一応、邦画劇場

過去の自分、現在の自分、そして未来の自分に向き合う映画鑑賞

大誘拐 RAINBOW KIDS

私的評価★★★★★★★★★☆

大誘拐 RAINBOW KIDS [DVD]

 (1991日本)

それは八十二歳のメルヘンから始まった。身代金100億円を巡るキミョーな五十日間。

 紀州一の大富豪にして山林王のおばあちゃん(北林谷榮さん)が、三人組の若者に誘拐される。ところがおばあちゃん自らが、身代金の金額を百億円につり上げるよう犯人を説得。いつのまにか犯人グループを手玉に取り、事件を影で操り始める。そうとは知らない警察と家族は救出に全力をあげるが、息詰まる駆け引きは遂に身代金受け渡しのTV中継という前代未聞の事態へと発展していく……。
 軽快なテンポと計算された演出、久々の岡本タッチが冴える作品であり、驚天動地のコメディとそれを支えるサスペンスが話題となり大ヒットを記録した。
(DVDパッケージより引用)



 冒頭の刑務所出所のくだりから、妙に引き込まれる展開。さすがの岡本喜八さん。すばらしい。


 人気ミステリとして名高い原作の角川文庫版は、高校生くらいに一度は手にしたことはあったんですが、やけに分厚い本で、なかなか読めずにそのまま本棚の肥やしになったままではないかと^^;
 その本を手に入れてから実に、10年近くの年月が経ち、映画化されたことも知っていましたが、劇場に足を運ぶこともないままでした。
 その映画がDVD化されて購入したのがさらに15年後くらいの2004年末、ところがこれも見よう見ようと思いながら、結局観たのがさらに16年ばかり経った、今^^;
 結局、出会ってから40年くらい経って、やっと中身を知ったという、なんともなぁ~なお話は、他人にはどうでもイイことですね。


 原作、面白いんだろうなぁ。

 浅はかな誘拐犯を手玉に取って事件を自ら演出し、警察やマスコミを思いのままに振り回す、刀自の奇想天外な計略が、凄すぎます。
 もう、不可能犯罪だろ。絶対ボロ出して、捕まるだろ。
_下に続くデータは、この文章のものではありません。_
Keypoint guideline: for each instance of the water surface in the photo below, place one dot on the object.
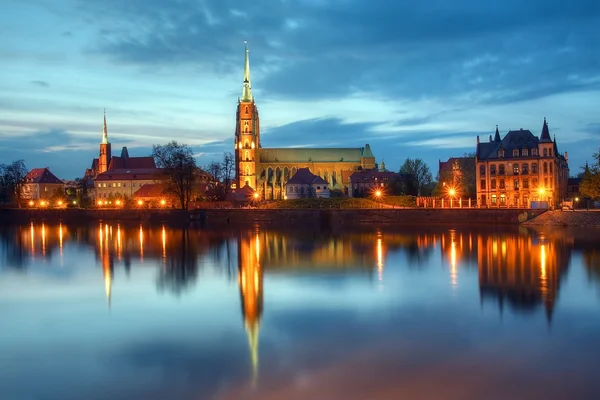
(108, 311)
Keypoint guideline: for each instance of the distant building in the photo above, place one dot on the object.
(520, 168)
(268, 170)
(305, 184)
(573, 187)
(458, 173)
(40, 183)
(364, 183)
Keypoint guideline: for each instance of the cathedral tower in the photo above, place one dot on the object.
(105, 154)
(247, 133)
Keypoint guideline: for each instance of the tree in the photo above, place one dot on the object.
(590, 181)
(418, 175)
(178, 163)
(214, 168)
(12, 178)
(228, 171)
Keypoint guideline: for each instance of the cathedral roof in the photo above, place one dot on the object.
(301, 154)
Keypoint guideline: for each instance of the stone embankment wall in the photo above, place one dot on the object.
(579, 218)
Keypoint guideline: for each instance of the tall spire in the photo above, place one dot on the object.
(104, 130)
(545, 137)
(497, 136)
(247, 90)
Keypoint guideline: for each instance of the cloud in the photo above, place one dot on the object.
(43, 84)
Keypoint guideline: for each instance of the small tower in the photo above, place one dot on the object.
(105, 153)
(247, 133)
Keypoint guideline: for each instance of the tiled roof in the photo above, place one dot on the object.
(130, 174)
(297, 155)
(41, 175)
(304, 177)
(131, 163)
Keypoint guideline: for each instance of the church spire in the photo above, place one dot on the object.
(247, 90)
(104, 130)
(497, 136)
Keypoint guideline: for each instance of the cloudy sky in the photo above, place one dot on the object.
(413, 79)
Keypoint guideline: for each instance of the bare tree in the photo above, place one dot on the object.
(11, 181)
(178, 163)
(228, 170)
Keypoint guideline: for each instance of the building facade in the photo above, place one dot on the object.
(267, 170)
(520, 168)
(40, 183)
(306, 184)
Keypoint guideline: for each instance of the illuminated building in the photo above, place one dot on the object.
(520, 168)
(267, 170)
(250, 280)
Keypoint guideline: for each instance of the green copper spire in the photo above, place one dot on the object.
(104, 131)
(247, 90)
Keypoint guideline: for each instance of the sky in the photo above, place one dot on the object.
(412, 79)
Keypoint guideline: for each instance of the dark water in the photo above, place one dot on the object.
(115, 312)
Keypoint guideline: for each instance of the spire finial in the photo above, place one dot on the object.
(104, 130)
(247, 90)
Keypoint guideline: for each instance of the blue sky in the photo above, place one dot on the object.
(413, 79)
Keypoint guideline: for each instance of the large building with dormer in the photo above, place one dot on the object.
(520, 168)
(267, 170)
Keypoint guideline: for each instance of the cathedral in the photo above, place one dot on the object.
(267, 170)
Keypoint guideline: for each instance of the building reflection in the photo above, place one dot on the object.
(250, 281)
(523, 270)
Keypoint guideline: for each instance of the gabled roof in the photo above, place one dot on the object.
(131, 163)
(304, 177)
(130, 174)
(298, 155)
(41, 175)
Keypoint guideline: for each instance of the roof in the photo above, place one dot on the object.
(42, 175)
(302, 154)
(151, 190)
(370, 175)
(521, 139)
(304, 177)
(130, 174)
(131, 162)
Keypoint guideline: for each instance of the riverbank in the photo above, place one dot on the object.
(579, 218)
(279, 217)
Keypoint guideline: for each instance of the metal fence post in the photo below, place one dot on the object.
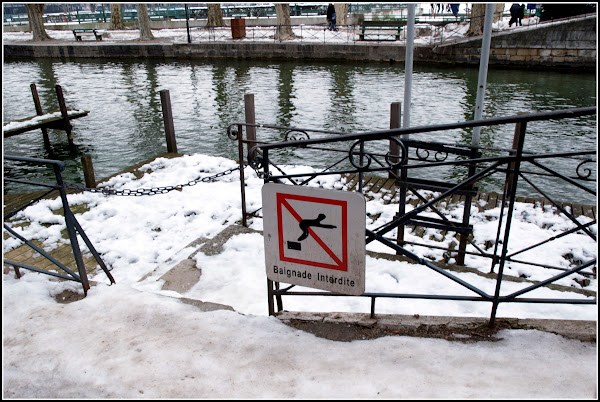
(512, 177)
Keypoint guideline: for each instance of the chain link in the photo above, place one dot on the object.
(150, 191)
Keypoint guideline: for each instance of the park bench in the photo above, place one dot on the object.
(80, 33)
(376, 30)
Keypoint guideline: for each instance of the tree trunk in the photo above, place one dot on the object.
(116, 18)
(36, 21)
(498, 12)
(284, 22)
(144, 20)
(215, 16)
(477, 17)
(341, 13)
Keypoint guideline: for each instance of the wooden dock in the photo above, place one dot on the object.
(53, 120)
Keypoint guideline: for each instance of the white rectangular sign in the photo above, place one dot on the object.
(315, 237)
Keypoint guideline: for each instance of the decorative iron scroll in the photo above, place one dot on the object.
(255, 159)
(587, 171)
(366, 157)
(232, 133)
(296, 135)
(439, 155)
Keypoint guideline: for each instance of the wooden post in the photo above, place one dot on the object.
(250, 119)
(165, 100)
(395, 117)
(65, 115)
(39, 111)
(88, 171)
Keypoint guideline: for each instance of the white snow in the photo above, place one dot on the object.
(130, 341)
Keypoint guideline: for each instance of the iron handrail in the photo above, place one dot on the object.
(73, 229)
(258, 157)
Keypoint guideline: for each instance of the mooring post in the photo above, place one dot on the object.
(65, 115)
(250, 119)
(165, 100)
(395, 117)
(88, 171)
(39, 111)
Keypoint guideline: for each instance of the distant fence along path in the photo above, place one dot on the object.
(559, 45)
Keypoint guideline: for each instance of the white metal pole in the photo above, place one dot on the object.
(408, 62)
(483, 67)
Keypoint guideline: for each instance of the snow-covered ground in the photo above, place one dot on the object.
(425, 33)
(129, 341)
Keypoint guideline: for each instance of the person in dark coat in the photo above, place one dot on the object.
(515, 11)
(331, 17)
(521, 14)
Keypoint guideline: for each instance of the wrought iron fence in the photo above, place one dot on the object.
(515, 165)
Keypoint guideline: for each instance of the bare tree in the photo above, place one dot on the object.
(498, 11)
(36, 21)
(341, 13)
(144, 20)
(284, 22)
(478, 16)
(116, 18)
(215, 15)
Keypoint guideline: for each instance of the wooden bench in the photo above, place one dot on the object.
(80, 33)
(372, 30)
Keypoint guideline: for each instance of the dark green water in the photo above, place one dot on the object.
(125, 124)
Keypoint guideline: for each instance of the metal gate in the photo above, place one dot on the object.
(356, 156)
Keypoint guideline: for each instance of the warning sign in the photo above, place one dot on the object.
(315, 237)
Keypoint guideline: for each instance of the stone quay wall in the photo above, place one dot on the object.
(560, 45)
(569, 44)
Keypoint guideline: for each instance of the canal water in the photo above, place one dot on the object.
(125, 124)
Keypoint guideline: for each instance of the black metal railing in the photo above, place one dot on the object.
(509, 163)
(72, 225)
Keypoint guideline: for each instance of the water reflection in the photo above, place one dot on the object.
(125, 121)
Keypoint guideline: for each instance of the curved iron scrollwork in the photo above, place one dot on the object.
(587, 172)
(232, 133)
(365, 158)
(439, 156)
(255, 159)
(296, 135)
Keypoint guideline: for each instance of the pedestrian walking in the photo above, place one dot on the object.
(331, 17)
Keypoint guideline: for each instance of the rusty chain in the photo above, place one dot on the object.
(150, 191)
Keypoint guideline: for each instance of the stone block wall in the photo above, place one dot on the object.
(569, 44)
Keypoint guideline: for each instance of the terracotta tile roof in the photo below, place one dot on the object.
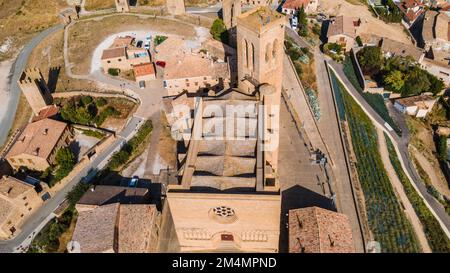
(135, 226)
(144, 69)
(317, 230)
(343, 25)
(295, 4)
(419, 101)
(191, 65)
(38, 138)
(12, 187)
(406, 7)
(95, 229)
(47, 112)
(114, 53)
(442, 29)
(428, 25)
(400, 49)
(122, 41)
(103, 195)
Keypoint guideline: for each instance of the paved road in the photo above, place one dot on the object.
(401, 144)
(35, 221)
(18, 67)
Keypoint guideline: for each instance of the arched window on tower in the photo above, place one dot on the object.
(275, 49)
(268, 52)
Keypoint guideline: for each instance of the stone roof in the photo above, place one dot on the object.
(38, 138)
(193, 65)
(144, 69)
(343, 25)
(95, 229)
(103, 195)
(47, 112)
(258, 18)
(115, 228)
(111, 53)
(400, 49)
(135, 227)
(317, 230)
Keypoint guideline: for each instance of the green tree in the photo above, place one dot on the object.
(302, 22)
(416, 82)
(394, 81)
(219, 31)
(442, 148)
(371, 59)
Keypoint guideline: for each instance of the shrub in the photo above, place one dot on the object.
(113, 71)
(100, 102)
(219, 31)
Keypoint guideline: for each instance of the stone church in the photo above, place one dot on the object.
(227, 197)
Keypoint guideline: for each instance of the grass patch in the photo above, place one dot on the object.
(435, 235)
(376, 101)
(386, 218)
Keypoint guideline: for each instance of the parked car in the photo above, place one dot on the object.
(161, 64)
(133, 182)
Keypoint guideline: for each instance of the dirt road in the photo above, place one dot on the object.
(398, 187)
(370, 24)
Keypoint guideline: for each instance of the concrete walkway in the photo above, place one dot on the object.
(398, 188)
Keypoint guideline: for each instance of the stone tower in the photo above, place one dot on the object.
(122, 6)
(176, 7)
(35, 89)
(231, 9)
(260, 36)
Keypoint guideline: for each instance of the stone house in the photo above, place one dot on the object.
(342, 30)
(36, 146)
(18, 200)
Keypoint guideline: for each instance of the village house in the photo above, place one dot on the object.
(438, 65)
(391, 48)
(317, 230)
(417, 106)
(116, 228)
(36, 146)
(123, 55)
(342, 30)
(411, 9)
(18, 200)
(104, 195)
(290, 7)
(193, 72)
(144, 72)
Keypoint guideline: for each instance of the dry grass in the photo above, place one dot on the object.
(49, 55)
(86, 35)
(99, 4)
(200, 3)
(23, 114)
(167, 145)
(22, 19)
(152, 3)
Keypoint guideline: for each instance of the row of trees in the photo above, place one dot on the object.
(398, 74)
(84, 110)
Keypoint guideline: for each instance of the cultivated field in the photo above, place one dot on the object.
(387, 221)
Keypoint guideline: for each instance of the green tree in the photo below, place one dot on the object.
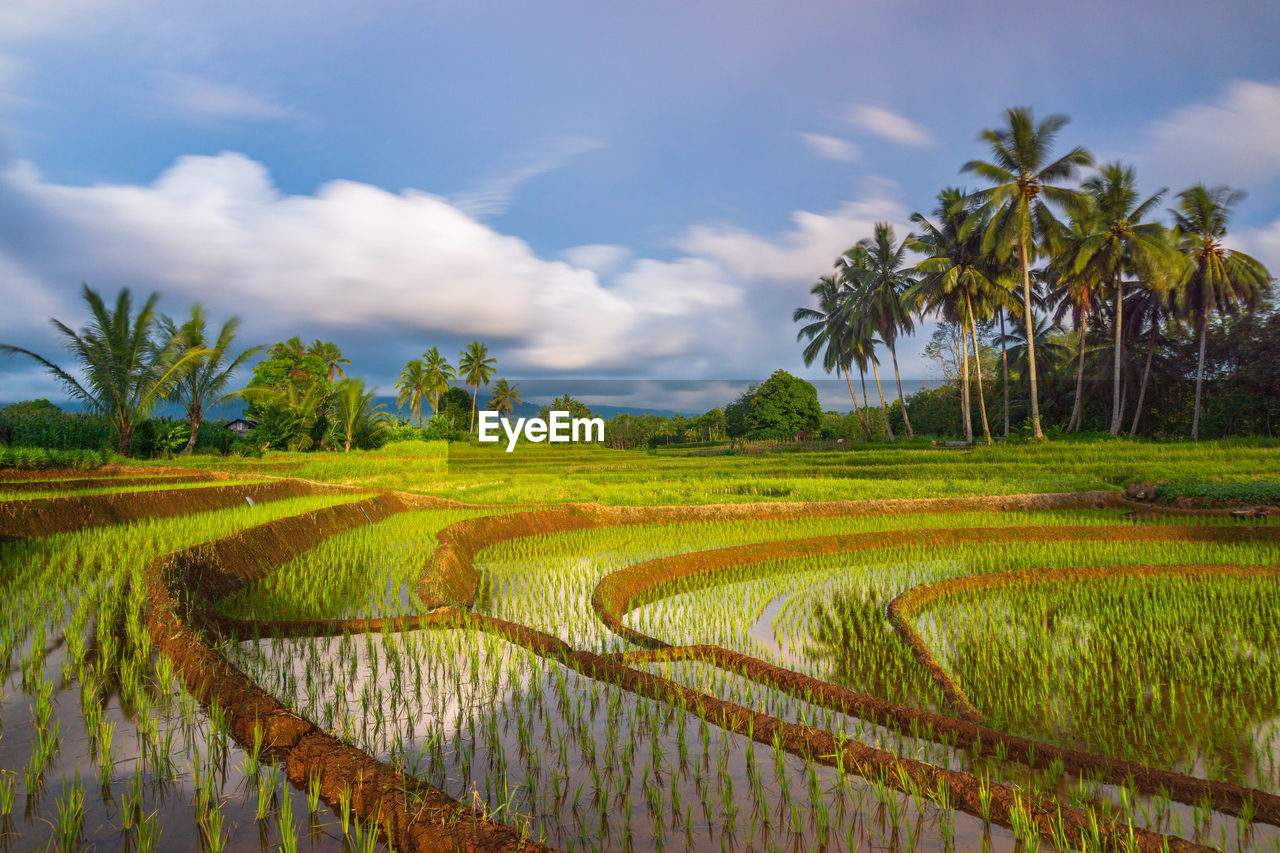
(455, 405)
(1214, 278)
(414, 383)
(357, 420)
(784, 405)
(330, 355)
(440, 375)
(882, 278)
(1121, 243)
(506, 397)
(827, 332)
(204, 382)
(955, 273)
(1016, 217)
(126, 369)
(476, 370)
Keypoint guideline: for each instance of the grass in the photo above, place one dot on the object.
(542, 473)
(1176, 674)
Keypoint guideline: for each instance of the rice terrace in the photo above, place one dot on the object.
(1056, 670)
(639, 428)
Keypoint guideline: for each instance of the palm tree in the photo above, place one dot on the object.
(356, 419)
(126, 372)
(439, 374)
(1214, 278)
(1016, 218)
(202, 383)
(1123, 243)
(1075, 291)
(329, 352)
(1054, 347)
(880, 265)
(476, 369)
(506, 397)
(956, 274)
(412, 386)
(864, 342)
(1147, 309)
(828, 334)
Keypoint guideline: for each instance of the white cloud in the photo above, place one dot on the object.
(35, 17)
(831, 147)
(196, 99)
(890, 126)
(1234, 138)
(494, 195)
(801, 254)
(385, 274)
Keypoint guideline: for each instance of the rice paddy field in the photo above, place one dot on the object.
(442, 648)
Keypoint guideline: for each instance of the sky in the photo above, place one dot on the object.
(593, 190)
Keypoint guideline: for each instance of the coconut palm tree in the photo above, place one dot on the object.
(1146, 311)
(881, 268)
(126, 370)
(1214, 278)
(1075, 292)
(357, 420)
(329, 352)
(862, 323)
(476, 369)
(1123, 243)
(955, 276)
(506, 397)
(1014, 211)
(412, 386)
(440, 375)
(828, 334)
(208, 375)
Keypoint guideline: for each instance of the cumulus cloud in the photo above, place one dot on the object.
(831, 147)
(385, 274)
(196, 99)
(888, 124)
(494, 195)
(1233, 138)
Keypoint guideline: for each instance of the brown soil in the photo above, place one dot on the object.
(416, 816)
(412, 815)
(46, 516)
(101, 482)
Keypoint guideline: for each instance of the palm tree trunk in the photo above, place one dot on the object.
(888, 430)
(1031, 340)
(1004, 360)
(1200, 369)
(1078, 409)
(977, 363)
(124, 438)
(1142, 392)
(965, 406)
(1116, 409)
(897, 378)
(193, 415)
(856, 409)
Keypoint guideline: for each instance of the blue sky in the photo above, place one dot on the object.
(595, 190)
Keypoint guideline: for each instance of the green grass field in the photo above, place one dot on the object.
(597, 679)
(540, 473)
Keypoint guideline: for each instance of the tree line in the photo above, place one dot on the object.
(1032, 250)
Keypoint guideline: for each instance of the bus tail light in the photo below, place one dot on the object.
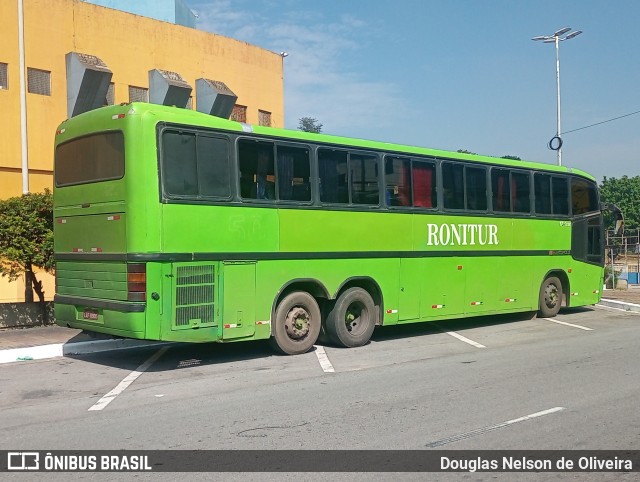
(136, 282)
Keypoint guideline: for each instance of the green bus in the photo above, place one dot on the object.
(171, 224)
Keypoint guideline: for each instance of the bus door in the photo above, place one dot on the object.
(411, 272)
(443, 287)
(238, 299)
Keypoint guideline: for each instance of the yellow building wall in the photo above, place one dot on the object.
(130, 45)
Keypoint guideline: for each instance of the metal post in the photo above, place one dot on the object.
(558, 130)
(23, 101)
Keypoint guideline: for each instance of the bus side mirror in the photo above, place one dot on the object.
(617, 214)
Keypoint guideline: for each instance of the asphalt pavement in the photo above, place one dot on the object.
(43, 342)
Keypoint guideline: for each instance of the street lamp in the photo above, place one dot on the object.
(556, 142)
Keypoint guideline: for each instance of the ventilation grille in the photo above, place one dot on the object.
(38, 81)
(4, 76)
(195, 296)
(138, 94)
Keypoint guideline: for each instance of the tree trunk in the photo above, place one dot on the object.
(28, 283)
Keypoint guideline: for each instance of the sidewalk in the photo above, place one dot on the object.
(42, 342)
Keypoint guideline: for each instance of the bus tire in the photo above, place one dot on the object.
(352, 319)
(550, 297)
(297, 324)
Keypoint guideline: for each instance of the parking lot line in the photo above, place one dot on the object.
(465, 339)
(325, 363)
(128, 380)
(490, 428)
(568, 324)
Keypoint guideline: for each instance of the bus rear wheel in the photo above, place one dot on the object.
(352, 319)
(550, 297)
(297, 324)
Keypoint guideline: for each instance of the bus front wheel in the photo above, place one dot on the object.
(297, 324)
(550, 297)
(352, 319)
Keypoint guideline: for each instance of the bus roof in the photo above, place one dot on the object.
(194, 118)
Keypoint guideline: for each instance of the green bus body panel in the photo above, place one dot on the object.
(214, 272)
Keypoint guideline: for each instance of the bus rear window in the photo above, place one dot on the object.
(94, 158)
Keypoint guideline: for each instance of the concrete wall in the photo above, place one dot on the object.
(25, 314)
(130, 45)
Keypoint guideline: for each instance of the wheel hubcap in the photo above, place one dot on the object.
(297, 323)
(551, 295)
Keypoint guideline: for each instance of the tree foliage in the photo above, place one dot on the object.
(624, 193)
(309, 124)
(26, 239)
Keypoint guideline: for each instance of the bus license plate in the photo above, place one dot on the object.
(90, 315)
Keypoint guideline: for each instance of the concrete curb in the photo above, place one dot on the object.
(55, 350)
(621, 305)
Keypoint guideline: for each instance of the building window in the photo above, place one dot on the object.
(4, 76)
(239, 113)
(38, 81)
(138, 94)
(110, 98)
(264, 118)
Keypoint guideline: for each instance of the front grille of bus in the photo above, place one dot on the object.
(195, 296)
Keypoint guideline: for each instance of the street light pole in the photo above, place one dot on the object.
(557, 38)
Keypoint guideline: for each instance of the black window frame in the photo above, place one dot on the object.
(207, 133)
(117, 176)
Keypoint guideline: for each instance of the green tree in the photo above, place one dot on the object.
(26, 239)
(624, 193)
(309, 124)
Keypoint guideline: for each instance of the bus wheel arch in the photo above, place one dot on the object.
(352, 317)
(296, 323)
(552, 293)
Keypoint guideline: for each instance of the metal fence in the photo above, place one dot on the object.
(622, 257)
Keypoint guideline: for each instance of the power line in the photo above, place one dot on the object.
(603, 122)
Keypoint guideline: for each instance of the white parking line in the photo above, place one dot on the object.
(465, 339)
(482, 430)
(568, 324)
(326, 365)
(128, 380)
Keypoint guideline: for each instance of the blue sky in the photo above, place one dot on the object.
(455, 74)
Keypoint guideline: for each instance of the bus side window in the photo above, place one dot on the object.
(501, 188)
(453, 185)
(179, 163)
(332, 167)
(542, 191)
(293, 174)
(520, 192)
(423, 176)
(476, 188)
(398, 181)
(257, 175)
(560, 193)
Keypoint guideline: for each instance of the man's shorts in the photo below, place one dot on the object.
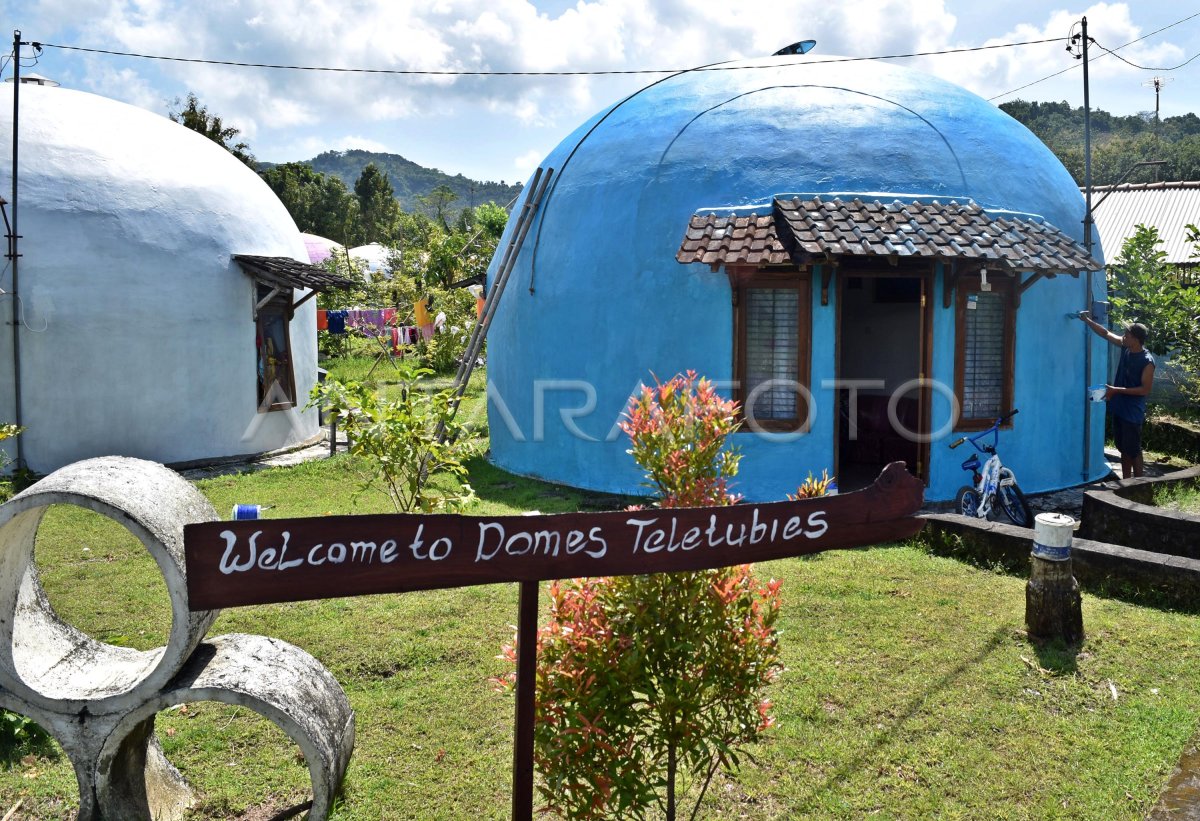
(1127, 436)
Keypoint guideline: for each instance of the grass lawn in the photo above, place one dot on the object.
(1183, 498)
(910, 689)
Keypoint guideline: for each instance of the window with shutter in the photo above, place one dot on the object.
(983, 373)
(276, 381)
(773, 351)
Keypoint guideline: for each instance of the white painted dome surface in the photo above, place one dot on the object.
(139, 331)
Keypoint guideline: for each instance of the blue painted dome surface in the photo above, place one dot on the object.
(610, 306)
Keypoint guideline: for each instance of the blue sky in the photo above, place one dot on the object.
(499, 127)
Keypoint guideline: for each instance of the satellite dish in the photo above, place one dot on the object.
(802, 47)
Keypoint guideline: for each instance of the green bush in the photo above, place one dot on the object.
(399, 441)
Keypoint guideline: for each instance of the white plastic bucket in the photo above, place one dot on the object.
(245, 511)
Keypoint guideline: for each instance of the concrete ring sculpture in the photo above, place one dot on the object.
(274, 678)
(54, 665)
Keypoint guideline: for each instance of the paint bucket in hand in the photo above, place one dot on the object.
(245, 511)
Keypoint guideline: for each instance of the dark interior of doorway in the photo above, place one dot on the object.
(881, 339)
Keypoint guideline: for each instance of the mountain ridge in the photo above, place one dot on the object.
(408, 179)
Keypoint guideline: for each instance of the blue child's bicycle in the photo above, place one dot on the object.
(993, 480)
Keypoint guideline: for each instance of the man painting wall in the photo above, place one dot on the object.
(1127, 394)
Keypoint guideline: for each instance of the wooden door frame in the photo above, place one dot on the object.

そこで捕まったら、刀自もタダで済まんだろ。
 そう思いながら観てたら、見事に予想を裏切る展開の連続で、井狩率いる和歌山県警ともども、してやられた気分に。
 いや、真逆。実に、痛快www
 刀自の頭の回転の速さには、舌を巻きますね。
 紀州一の大富豪&山林王は伊達じゃありません。
 数字に強く、論理的思考に長けた刀自の才覚あればこそであること、明白です。

 ハラハラドキドキの誘拐事件の顛末を堪能したあとは、事件の落としどころですが、これも実に人情味あふれた解決で、ステキです。




 もう、30年前に撮影された作品なんで、リアルタイムで観ていた俳優さんたちの多くが、すでに鬼籍に入られております。

  • 岡本喜八さん(2005年2月、81歳没)/監督
  • 橋本功さん(2000年2月、58歳没)/鎌田(和歌山県刑事部捜査一課長)
  • 天本英世さん(2003年3月、77歳没)/串田(柳川家の使用人)
  • 中谷一郎さん(2004年4月、73歳没)/テレビ和歌山社長
  • 藤木悠さん(2005年12月、74歳没)/ラジオ和歌山社長
  • 緒形拳さん(2008年10月、71歳没)/井狩大五郎(和歌山県警本部長)
  • 奥村公延さん(2009年12月、79歳没)/安西(柳川家の使用人)
  • 北林谷榮さん(2010年4月、98歳没)/柳川とし子(刀自)
  • 神山繁さん(2017年1月、87歳没)/柳川国二郎(長男)
  • 常田富士男さん(2018年7月、81歳没)/古参(和歌山県警)
  • 樹木希林さん(2018年9月、75歳没)/中村くら

 さまざまな作品で楽しませていただき、ありがとうございます。謹んで、心よりご冥福をお祈りいたします。